Terça-feira, 26 de março de 2019

ISSN 1983-392X

MP/SC obtém liminar que obriga Estado a disponibilizar médico em penitenciária

sexta-feira, 7 de outubro de 2005


MP/SC obtém liminar que obriga Estado a disponibilizar médico em penitenciária

Ação civil pública ajuizada pelo MP/SC resultou na concessão de liminar determinando ao Estado que disponibilize, imediatamente, clínico-geral para atendimento diário e ininterrupto dos presos no Complexo Penitenciário de São Pedro de Alcântara. Conforme a ordem judicial, o médico deverá atender "durante o horário de expediente dos servidores públicos estaduais" e contar com as condições necessárias para realizar o trabalho, nos mesmos moldes de um consultório da rede pública estadual. No caso de descumprimento da liminar, a multa fixada é de R$ 10 mil por dia.

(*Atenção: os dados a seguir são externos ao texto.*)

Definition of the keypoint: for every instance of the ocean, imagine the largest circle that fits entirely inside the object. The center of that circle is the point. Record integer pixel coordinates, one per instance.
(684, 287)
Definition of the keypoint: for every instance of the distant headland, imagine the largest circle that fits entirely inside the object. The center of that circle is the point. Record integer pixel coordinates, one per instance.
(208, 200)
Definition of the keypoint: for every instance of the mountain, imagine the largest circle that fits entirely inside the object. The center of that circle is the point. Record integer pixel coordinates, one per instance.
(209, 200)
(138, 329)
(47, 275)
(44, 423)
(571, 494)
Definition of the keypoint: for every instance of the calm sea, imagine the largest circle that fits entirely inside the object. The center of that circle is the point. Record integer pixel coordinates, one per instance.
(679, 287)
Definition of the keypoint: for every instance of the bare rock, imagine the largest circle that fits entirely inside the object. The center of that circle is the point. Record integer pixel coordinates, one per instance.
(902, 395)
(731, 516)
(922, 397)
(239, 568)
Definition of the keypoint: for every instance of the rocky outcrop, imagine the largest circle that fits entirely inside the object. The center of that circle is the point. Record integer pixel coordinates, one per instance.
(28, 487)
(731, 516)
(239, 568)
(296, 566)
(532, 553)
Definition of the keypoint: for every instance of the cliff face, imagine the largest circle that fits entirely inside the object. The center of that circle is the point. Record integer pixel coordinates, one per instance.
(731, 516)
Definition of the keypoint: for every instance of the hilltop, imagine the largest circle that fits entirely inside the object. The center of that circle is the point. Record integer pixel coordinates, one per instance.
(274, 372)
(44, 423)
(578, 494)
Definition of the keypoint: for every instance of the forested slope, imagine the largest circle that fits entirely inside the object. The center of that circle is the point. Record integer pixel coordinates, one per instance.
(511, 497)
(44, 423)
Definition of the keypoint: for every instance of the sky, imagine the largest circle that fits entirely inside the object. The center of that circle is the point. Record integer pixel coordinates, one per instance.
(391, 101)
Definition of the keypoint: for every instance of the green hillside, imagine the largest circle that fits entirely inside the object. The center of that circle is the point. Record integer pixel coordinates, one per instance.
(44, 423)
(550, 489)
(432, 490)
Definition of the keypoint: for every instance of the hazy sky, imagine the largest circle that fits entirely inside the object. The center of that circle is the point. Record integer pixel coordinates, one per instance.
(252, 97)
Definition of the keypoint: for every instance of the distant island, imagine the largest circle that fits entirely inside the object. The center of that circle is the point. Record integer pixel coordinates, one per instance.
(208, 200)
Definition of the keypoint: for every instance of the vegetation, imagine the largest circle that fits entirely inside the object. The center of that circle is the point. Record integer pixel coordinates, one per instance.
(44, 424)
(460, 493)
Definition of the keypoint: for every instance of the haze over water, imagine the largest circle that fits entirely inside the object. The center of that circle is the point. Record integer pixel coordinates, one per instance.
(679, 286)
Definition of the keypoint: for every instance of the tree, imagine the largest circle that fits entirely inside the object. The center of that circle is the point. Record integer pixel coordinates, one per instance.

No julgamento do mérito da ação, o Promotor de Justiça Henrique da Rosa Ziesemer requer ao Judiciário que obrigue o Estado "a fazer funcionar o sistema de saúde na Penitenciária de São Pedro de Alcântara, com todo o aparato necessário para atendimento dos detentos, inclusive com fornecimento de medicamentos."

Ziesemer argumentou que desde que recebeu os primeiros detentos, no final de maio de 2003, o Complexo Penitenciário não possui clínico-geral. A equipe lotada na área da saúde é composta de um dentista, um assistente social, uma psicóloga, dois enfermeiros e um auxiliar de enfermagem, prestando serviço de segunda a sexta-feira, afirmou o Promotor de Justiça.

Com capacidade para 1.036 presos, hoje o prédio abriga uma população carcerária de 1.051 reeducandos. Segundo Ziesemer, a falta de um médico para atender no interior da penitenciária tem provocado transtornos nas emergências das unidades de saúde para onde os presos são levados para receber atendimento, principalmente no Hospital Regional de São José.

Além disso, o deslocamento dos detentos coloca em risco a segurança da população, lembrou o Promotor de Justiça: "São transportados mensalmente, com escolta militar, aproximadamente 120 apenados para tratamento médico, trazendo alto custo ao Estado e possibilitando o resgate de reeducandos, como aconteceu recentemente, quando um sentenciado foi encaminhado ao posto de saúde do Município de Antônio Carlos". Na ação, Ziesemer citou também caso de fuga de preso internado em hospital.

O Promotor de Justiça afirmou, ainda, que este ano a Vara de Execuções Penais da Comarca de São José recebeu vários pedidos de prisão domiciliar devido à falta de serviços médicos e equipamentos adequados para dispensar um tratamento satisfatório na Penitenciária.

Conforme relato do Promotor de Justiça, em dezembro de 2003 as Secretarias de Estado da Saúde e da Segurança Pública e Defesa do Cidadão (SSP) elaboraram a proposta preliminar do plano operativo estadual de saúde no sistema prisional, prevendo uma equipe mínima composta por um médico, um enfermeiro, um dentista, um psicólogo, um assistente social e um auxiliar de enfermagem. Ziesemer lembrou também que até o final deste mês o Estado pode contratar médicos em caráter temporário, para suprir as necessidades do Complexo, conforme termo de ajuste de conduta firmado com a 27ª Promotoria de Justiça da Capital.

Até o dia do ajuizamento da ação, na sexta-feira passada, 30/9, nenhum clínico-geral foi colocado à disposição dos presos. No mesmo dia, o Promotor de Justiça recebeu da SSP a informação de que, em "breve", o Estado realizará concurso para de contratar médico, sem precisar nenhuma data. O Promotor de Justiça argumentou que, do lançamento do edital do concurso até a posse do aprovado, possivelmente transcorrerão mais de seis meses, e a sociedade não poderia esperar tanto tempo.